Considérant cette nouvelle donne, quelles adaptations avez-vous opérées dans votre politique commerciale “entreprises” ?
Depuis décembre dernier, nos traditionnels contrats Pro (pour les PME-PMI, ndr) et Grands comptes ont été enrichis de nouveaux avantages : des remises faciales sur la Seconde - ce qui n’était pas le cas avant - pour répondre à une tendance à un certain “déclassement” du voyageur d’affaires, des remises plus importantes sur certaines routes, un système de discount lié à des objectifs de réduction d'émission de CO2…
En outre, nous avons créé un contrat intermédiaire, le Premium, pour les grosses PME qui voyagent fréquemment et peuvent prétendre à plus d’avantages qu’un contrat pro de base.
Il n'y a pas de seuil pour le contrat Pro qui donne directement 5% de remise sur la Première et sur deux routes préférentielles en Seconde, ainsi que d’autres avantages tels que la délivrance d’un reporting dédié.

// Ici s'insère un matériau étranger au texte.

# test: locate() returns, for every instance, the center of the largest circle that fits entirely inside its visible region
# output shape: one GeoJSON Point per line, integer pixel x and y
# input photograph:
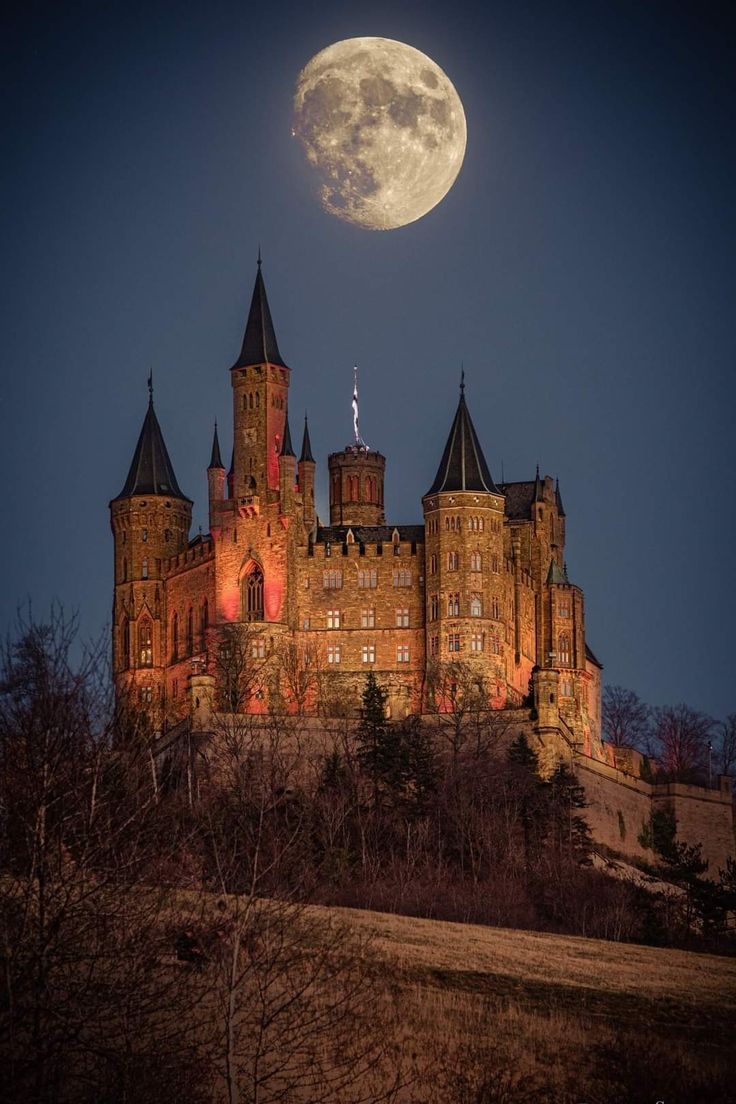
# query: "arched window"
{"type": "Point", "coordinates": [564, 654]}
{"type": "Point", "coordinates": [145, 644]}
{"type": "Point", "coordinates": [253, 595]}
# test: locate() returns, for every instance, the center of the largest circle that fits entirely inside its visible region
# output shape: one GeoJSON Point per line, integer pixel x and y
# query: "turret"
{"type": "Point", "coordinates": [306, 469]}
{"type": "Point", "coordinates": [150, 520]}
{"type": "Point", "coordinates": [465, 565]}
{"type": "Point", "coordinates": [215, 483]}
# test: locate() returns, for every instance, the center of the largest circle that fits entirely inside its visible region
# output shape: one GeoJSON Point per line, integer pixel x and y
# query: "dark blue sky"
{"type": "Point", "coordinates": [582, 267]}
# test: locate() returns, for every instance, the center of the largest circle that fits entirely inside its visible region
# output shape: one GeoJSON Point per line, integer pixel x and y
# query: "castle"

Dans tous les cas, les billets sont full flex et à tarif fixe. Tous ces avantages peuvent se cumuler de façon très cadrée avec des tarifs négociés auprès de la TMC qu'utilise l’entreprise. Depuis le mois de décembre plus de 40.000 entreprises y ont adhéré.
La politique commerciale “Farandou”, c’est que tous les usagers s’abonnent. Outre ces contrats entreprises, que proposez-vous au voyageur d’affaires individuellement ?

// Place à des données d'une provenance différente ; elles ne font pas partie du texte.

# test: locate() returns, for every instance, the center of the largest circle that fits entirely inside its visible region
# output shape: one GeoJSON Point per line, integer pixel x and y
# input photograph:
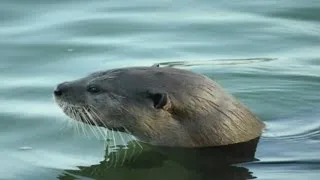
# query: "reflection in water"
{"type": "Point", "coordinates": [171, 163]}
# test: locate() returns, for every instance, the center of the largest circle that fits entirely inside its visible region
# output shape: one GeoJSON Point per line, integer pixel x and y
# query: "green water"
{"type": "Point", "coordinates": [43, 43]}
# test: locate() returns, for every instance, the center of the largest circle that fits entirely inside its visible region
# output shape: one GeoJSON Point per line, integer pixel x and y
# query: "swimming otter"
{"type": "Point", "coordinates": [160, 106]}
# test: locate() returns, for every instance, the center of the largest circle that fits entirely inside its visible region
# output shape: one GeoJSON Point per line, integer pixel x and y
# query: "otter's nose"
{"type": "Point", "coordinates": [57, 92]}
{"type": "Point", "coordinates": [59, 89]}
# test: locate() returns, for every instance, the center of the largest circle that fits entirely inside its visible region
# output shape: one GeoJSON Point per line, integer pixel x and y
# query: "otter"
{"type": "Point", "coordinates": [160, 106]}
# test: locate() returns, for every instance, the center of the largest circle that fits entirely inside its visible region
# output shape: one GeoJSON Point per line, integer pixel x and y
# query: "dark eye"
{"type": "Point", "coordinates": [93, 89]}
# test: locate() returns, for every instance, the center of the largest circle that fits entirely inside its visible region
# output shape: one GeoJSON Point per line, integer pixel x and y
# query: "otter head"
{"type": "Point", "coordinates": [127, 100]}
{"type": "Point", "coordinates": [160, 106]}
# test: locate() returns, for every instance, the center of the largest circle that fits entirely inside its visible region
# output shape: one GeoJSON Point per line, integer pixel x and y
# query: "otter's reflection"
{"type": "Point", "coordinates": [171, 163]}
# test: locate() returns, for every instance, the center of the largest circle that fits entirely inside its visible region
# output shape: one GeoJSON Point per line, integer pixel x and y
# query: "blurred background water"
{"type": "Point", "coordinates": [43, 43]}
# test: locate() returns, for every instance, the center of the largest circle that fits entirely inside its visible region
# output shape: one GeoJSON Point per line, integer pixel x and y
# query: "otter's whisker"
{"type": "Point", "coordinates": [125, 148]}
{"type": "Point", "coordinates": [95, 113]}
{"type": "Point", "coordinates": [74, 122]}
{"type": "Point", "coordinates": [133, 144]}
{"type": "Point", "coordinates": [95, 123]}
{"type": "Point", "coordinates": [115, 148]}
{"type": "Point", "coordinates": [87, 119]}
{"type": "Point", "coordinates": [81, 119]}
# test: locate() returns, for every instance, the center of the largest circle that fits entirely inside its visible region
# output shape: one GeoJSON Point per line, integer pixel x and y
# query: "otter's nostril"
{"type": "Point", "coordinates": [57, 92]}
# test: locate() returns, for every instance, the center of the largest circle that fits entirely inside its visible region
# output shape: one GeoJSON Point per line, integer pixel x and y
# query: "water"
{"type": "Point", "coordinates": [44, 43]}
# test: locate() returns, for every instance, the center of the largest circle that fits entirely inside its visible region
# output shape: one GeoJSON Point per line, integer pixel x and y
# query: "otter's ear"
{"type": "Point", "coordinates": [160, 100]}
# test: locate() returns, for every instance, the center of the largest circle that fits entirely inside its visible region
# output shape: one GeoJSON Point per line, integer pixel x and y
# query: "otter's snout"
{"type": "Point", "coordinates": [60, 89]}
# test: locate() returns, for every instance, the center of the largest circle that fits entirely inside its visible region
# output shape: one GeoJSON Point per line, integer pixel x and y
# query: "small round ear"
{"type": "Point", "coordinates": [160, 100]}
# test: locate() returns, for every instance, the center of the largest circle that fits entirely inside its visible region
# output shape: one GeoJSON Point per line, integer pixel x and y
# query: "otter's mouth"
{"type": "Point", "coordinates": [85, 114]}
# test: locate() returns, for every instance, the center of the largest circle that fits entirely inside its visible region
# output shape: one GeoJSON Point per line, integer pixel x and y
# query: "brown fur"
{"type": "Point", "coordinates": [197, 111]}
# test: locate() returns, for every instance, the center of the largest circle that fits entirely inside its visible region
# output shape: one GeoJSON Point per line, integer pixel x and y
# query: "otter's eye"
{"type": "Point", "coordinates": [93, 89]}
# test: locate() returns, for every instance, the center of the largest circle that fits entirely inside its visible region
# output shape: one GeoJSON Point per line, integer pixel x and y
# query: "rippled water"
{"type": "Point", "coordinates": [266, 53]}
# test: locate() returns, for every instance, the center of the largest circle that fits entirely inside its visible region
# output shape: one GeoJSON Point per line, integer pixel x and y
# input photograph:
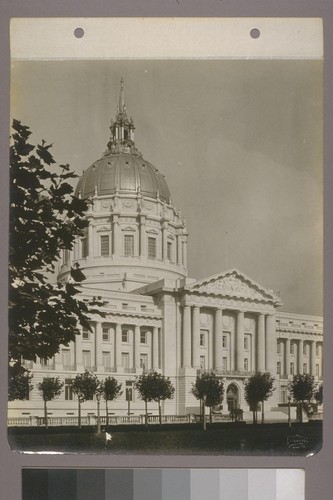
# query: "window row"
{"type": "Point", "coordinates": [105, 249]}
{"type": "Point", "coordinates": [225, 363]}
{"type": "Point", "coordinates": [292, 369]}
{"type": "Point", "coordinates": [204, 335]}
{"type": "Point", "coordinates": [128, 394]}
{"type": "Point", "coordinates": [293, 349]}
{"type": "Point", "coordinates": [125, 335]}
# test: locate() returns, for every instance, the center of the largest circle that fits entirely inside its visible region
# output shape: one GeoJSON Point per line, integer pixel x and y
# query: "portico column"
{"type": "Point", "coordinates": [136, 347]}
{"type": "Point", "coordinates": [164, 241]}
{"type": "Point", "coordinates": [78, 352]}
{"type": "Point", "coordinates": [261, 343]}
{"type": "Point", "coordinates": [240, 341]}
{"type": "Point", "coordinates": [270, 344]}
{"type": "Point", "coordinates": [90, 241]}
{"type": "Point", "coordinates": [196, 336]}
{"type": "Point", "coordinates": [185, 252]}
{"type": "Point", "coordinates": [218, 339]}
{"type": "Point", "coordinates": [287, 357]}
{"type": "Point", "coordinates": [187, 348]}
{"type": "Point", "coordinates": [232, 350]}
{"type": "Point", "coordinates": [98, 346]}
{"type": "Point", "coordinates": [118, 346]}
{"type": "Point", "coordinates": [300, 357]}
{"type": "Point", "coordinates": [179, 250]}
{"type": "Point", "coordinates": [116, 236]}
{"type": "Point", "coordinates": [155, 348]}
{"type": "Point", "coordinates": [143, 236]}
{"type": "Point", "coordinates": [313, 357]}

La carte Liberté a été lancée en mai 2019. Elle s’adresse aux voyageurs d’affaires fréquents. Les niveaux de réduction sont de 45% en Première et de 60% en Seconde par rapport au tarif de référence Business Première. Les billets achetés avec la carte Liberté sont 100% flex et en première classe, le porteur bénéficie des services de la Business 1ère.
Elle est utilisable le week-end, et le porteur de la carte peut même en faire bénéficier ses enfants le week-end (jusqu’à 11 ans, ils paient 50% du prix du billet payé par le titulaire). Elle coûte 399 €, ou 379 € dans le cadre des contrats entreprises. Des nouveautés sur la carte Liberté seront annoncées en juin.

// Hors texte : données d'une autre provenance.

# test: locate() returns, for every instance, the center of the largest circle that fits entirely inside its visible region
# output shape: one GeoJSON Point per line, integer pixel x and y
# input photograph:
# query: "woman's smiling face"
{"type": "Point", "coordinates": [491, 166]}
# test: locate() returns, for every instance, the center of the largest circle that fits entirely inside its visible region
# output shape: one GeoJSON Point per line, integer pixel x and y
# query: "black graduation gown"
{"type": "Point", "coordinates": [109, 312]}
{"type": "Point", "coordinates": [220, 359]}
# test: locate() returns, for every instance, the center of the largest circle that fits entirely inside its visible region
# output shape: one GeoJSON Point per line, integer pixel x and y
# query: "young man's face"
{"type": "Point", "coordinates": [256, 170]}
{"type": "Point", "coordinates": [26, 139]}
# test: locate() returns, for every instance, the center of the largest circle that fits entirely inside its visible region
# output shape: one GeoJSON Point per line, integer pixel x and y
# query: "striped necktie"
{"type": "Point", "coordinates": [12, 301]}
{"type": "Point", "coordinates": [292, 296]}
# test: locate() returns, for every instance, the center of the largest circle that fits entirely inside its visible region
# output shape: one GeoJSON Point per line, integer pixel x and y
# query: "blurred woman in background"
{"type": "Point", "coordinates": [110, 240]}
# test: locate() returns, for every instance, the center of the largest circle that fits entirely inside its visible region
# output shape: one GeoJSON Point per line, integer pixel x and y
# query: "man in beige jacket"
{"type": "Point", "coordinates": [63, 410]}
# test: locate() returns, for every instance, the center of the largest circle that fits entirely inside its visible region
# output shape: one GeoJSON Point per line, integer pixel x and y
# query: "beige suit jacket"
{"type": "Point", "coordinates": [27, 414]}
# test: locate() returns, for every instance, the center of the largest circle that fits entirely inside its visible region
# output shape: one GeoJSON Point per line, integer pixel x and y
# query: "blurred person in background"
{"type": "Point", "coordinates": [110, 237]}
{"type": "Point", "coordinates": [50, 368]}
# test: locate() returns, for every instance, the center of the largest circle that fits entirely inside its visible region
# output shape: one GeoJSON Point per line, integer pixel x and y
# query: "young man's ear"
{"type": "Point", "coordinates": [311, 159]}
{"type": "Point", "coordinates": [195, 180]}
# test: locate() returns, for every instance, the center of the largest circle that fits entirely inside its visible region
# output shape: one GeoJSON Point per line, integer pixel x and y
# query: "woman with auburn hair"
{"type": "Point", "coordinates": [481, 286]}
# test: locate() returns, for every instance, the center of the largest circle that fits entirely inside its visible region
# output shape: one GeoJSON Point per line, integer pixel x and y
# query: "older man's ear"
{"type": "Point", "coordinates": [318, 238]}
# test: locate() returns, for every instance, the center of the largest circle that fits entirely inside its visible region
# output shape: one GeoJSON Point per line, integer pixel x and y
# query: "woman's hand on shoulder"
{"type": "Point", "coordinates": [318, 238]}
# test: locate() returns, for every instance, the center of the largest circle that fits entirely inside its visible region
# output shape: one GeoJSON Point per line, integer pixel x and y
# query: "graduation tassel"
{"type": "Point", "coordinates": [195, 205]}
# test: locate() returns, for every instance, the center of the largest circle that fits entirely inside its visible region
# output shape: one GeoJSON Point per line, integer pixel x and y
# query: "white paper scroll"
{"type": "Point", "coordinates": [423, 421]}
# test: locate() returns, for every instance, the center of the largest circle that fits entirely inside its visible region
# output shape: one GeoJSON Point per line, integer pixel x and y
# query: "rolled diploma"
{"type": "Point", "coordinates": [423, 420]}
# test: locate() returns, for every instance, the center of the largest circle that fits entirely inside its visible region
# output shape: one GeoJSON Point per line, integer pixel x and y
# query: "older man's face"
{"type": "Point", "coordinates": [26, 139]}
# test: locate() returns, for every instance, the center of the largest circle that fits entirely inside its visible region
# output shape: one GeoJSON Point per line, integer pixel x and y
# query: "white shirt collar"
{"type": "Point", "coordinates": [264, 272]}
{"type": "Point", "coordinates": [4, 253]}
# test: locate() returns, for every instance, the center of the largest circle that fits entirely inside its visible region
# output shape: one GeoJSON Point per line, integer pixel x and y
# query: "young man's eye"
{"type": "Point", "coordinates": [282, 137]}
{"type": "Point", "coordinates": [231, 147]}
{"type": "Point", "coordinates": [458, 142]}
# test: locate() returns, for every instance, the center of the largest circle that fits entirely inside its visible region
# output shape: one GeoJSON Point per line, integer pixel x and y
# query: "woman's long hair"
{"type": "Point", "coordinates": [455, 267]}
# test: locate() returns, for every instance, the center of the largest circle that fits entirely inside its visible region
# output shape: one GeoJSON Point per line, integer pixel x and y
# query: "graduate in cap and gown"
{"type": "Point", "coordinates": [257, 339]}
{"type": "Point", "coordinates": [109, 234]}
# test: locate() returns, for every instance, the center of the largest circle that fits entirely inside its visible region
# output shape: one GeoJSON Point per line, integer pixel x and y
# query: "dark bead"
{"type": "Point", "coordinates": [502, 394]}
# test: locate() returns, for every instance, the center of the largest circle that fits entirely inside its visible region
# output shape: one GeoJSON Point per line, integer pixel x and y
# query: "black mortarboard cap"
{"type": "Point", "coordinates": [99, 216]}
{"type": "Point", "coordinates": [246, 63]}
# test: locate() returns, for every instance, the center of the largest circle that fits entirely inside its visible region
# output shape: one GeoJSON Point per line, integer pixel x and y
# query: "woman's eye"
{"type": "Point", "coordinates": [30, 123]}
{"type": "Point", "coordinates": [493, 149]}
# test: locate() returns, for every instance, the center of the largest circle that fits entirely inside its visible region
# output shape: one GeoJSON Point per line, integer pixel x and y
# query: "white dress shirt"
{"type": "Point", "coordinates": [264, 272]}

La SNCF est un observatoire pertinent du phénomène de télétravail longue distance. Que pouvez-vous en dire ?
Pour l’instant, le phénomène ne justifie pas de tout chambouler mais c’est une réalité émergente sans aucun doute, et assez importante pour qu’on la constate dans nos chiffres : si l’on garde évidemment nos pics de fréquentation du vendredi soir, du dimanche soir et du lundi matin, on observe aussi, sur les routes à plus ou moins 2 heures des plus grandes villes, des pics les mardis matin et jeudis soir. On analyse ça de très près car ça impacte potentiellement notre production, la mise en place de nos dessertes. Notons que ces nouveaux télétravailleurs justifient aussi les améliorations apportées au service Intercités qu’on oublie trop souvent.
Réalité assez importante pour qu’on adapte notre offre aussi. On a créé le Forfait Max Actif, valable du lundi ou jeudi. C’est un abonnement annuel comprenant 250 voyages (soit l’équivalent de 2 à 3 jours télétravaillés par semaine). Sont éligibles toutes les destinations TGV INOUI et Intercités en France, mais pas le TER. Son prix est variable en fonction de la route choisie, mais on peut dire qu’il est en moyenne autour de 300 €. Et, bien sûr, il offre des remises plus importantes que les cartes Avantages particuliers. On compte déjà entre 6000 et 7000 abonnements.
L’actu récente de la SNCF, c’est bien sûr l’ouverture du rail à la concurrence. Comment la vivez-vous ?
Elle est là, c’est un fait. Trenitalia propose 5 AR Paris-Lyon quotidiens, nous 22. On en prend acte avec sérénité : on améliore notre service (des services restauration supplémentaires sur le Paris-Lyon, par exemple) ou on restructure quand c’est nécessaire, comme dans le cas de la prochaine fusion Thalys-Eurostar.
Mais la concurrence, ce sont aussi des opportunités pour la SNCF dans d’autres pays européens. On en profite depuis mai 2021 avec l’ouverture de la ligne TGV entre Barcelone et Madrid, avec des taux de remplissage de 90% ou plus. On a d'autres projets européens, pas assez avancés pour être rendus publics. Au final, la concurrence stimule le marché et nous stimule aussi.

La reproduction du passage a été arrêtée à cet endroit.